Text To Speech Highlighted
A terminal-driven text-to-speech reader that speaks text through Piper while a second window tracks the active words in real time so the user stays visually aligned with the audio stream.
A terminal-driven text-to-speech reader that speaks text through Piper while a second window tracks the active words in real time so the user stays visually aligned with the audio stream.
The project combines text normalization, Piper speech generation, audio playback, and a live highlight pane so the spoken output and visible reading position stay linked together.
This came from wanting something more trackable than plain TTS. For longer passages, the missing piece is not just hearing the words, it is being able to see exactly where the reader currently is.
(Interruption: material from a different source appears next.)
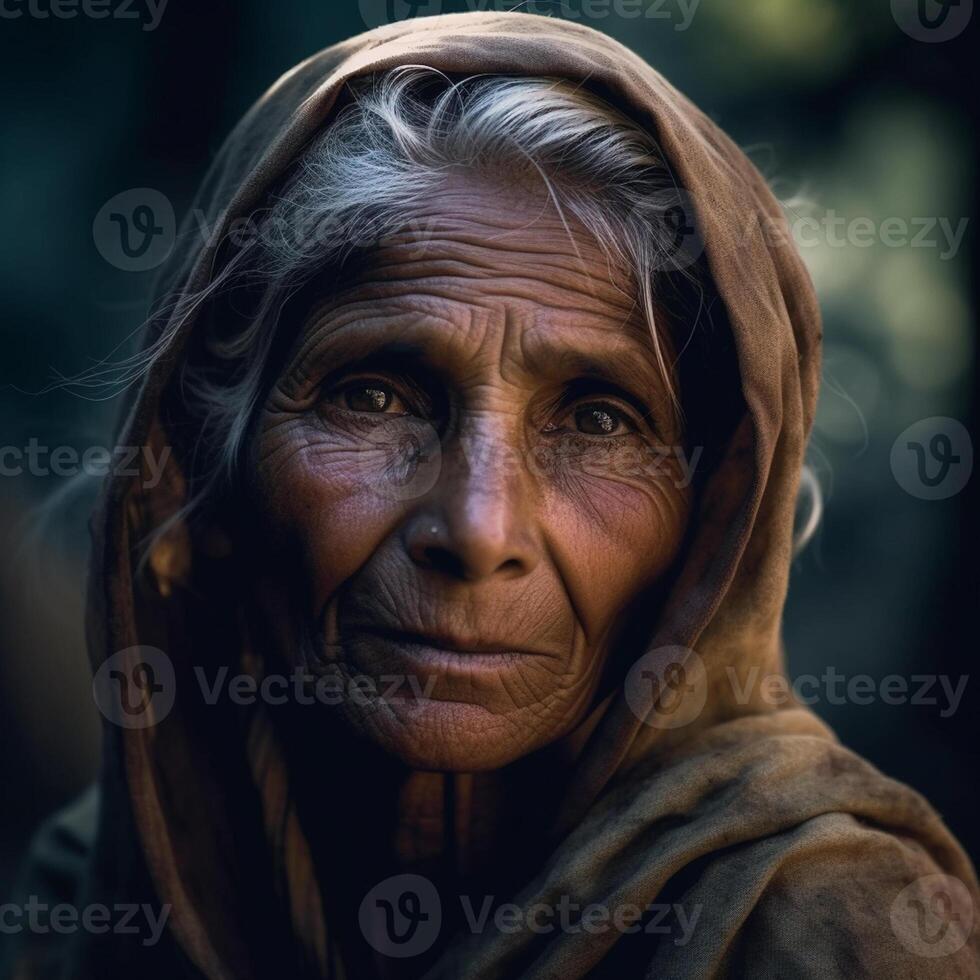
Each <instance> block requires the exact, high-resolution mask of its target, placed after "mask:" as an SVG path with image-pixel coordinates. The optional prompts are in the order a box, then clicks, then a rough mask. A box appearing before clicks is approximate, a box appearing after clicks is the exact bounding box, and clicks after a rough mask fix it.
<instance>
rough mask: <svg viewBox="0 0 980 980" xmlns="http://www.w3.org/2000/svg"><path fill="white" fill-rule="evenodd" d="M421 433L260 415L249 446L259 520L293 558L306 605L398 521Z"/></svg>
mask: <svg viewBox="0 0 980 980" xmlns="http://www.w3.org/2000/svg"><path fill="white" fill-rule="evenodd" d="M394 430H397V431H394ZM425 437H426V433H425V432H421V433H418V432H415V431H414V429H413V427H412V426H410V425H406V426H394V427H393V426H392V425H391V424H390V423H389V424H388V425H387V426H386V427H385V429H384V430H383V431H382V429H381V427H380V426H378V425H376V424H372V423H371V422H368V423H365V424H364V425H362V426H355V427H350V426H348V427H345V428H344V429H336V430H333V429H328V428H327V426H325V425H323V424H321V423H320V422H319V420H318V419H316V418H315V417H310V416H309V415H295V416H293V415H288V416H287V415H283V414H272V413H266V414H264V415H263V417H262V419H261V422H260V426H259V429H258V431H257V433H256V437H255V452H254V459H255V465H254V479H255V489H256V499H257V502H258V509H259V512H260V520H261V522H262V524H263V525H264V526H265V528H266V530H267V531H268V532H269V533H270V534H271V536H272V540H273V541H274V542H275V543H276V544H277V545H278V546H279V547H280V548H281V549H283V550H285V551H286V552H287V553H288V558H287V560H291V561H294V562H297V563H298V566H299V567H298V568H297V572H298V573H299V574H297V575H294V576H292V577H291V579H292V581H293V582H296V581H297V580H299V579H300V578H302V586H301V588H302V592H303V593H304V594H306V595H307V596H308V600H309V602H310V603H311V605H312V611H314V612H315V611H318V610H319V609H321V608H322V606H323V603H324V602H325V601H326V599H328V598H329V596H331V595H332V594H333V593H334V592H335V591H336V589H337V587H338V586H339V585H340V584H341V583H342V582H344V581H345V580H346V579H348V578H349V577H350V576H351V575H353V574H354V573H355V572H356V571H357V570H358V569H359V568H361V567H362V566H363V565H364V563H365V562H366V561H367V560H368V559H369V558H370V557H371V555H372V554H373V553H374V551H375V550H376V549H377V547H378V546H379V544H380V543H381V542H382V541H383V540H384V539H385V538H386V537H387V536H388V535H389V534H390V533H391V532H392V530H393V529H394V527H395V526H396V525H397V523H398V521H399V520H400V519H401V517H402V513H403V510H404V506H405V501H406V500H407V499H409V498H410V497H411V496H412V495H413V494H414V492H415V489H416V486H415V484H417V483H418V481H419V480H420V479H424V477H425V476H426V474H425V473H424V472H423V470H424V469H425V465H424V460H425V459H426V458H427V457H426V456H425ZM420 458H421V459H422V460H423V462H422V463H420Z"/></svg>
Input and normalization. Raw text is cleaned into an ASCII-safe form so punctuation, symbols, and odd Unicode characters do not break speech synthesis.
Piper synthesis. The script resolves the Piper binary and voices directory, chooses a voice model, and generates short audio spans from the text.
Chunk playback. Each spoken segment is mapped to a word range and played back locally through `pw-play` or `aplay`.
Highlight sync. The active index window is written to a temp file, and the separate pane redraws the text so the current words stay highlighted as playback advances.
Python 3 drives the reader, while `pydub` handles the intermediate audio slicing used to keep the spoken chunks aligned with the highlight spans.
The current public path is Piper-based. The repo removes machine-specific assumptions and lets users rely on `PATH`, `PIPER_BIN`, `PIPER_VOICES_DIR`, or manual path input.
The highlight pane is terminal-native rather than browser-based. It watches the active word index and keeps the reading position centered on screen.
Older Coqui-TTS work is kept in `legacy/` for reference, but the public repo is intentionally centered on the current Piper workflow.
The public repo is packaged as a portable reader rather than a mirror of the original laptop setup. Hard-coded local paths were stripped out, runtime discovery was improved, and users can now provide their own Piper binary and voices directory instead of inheriting one machine’s assumptions.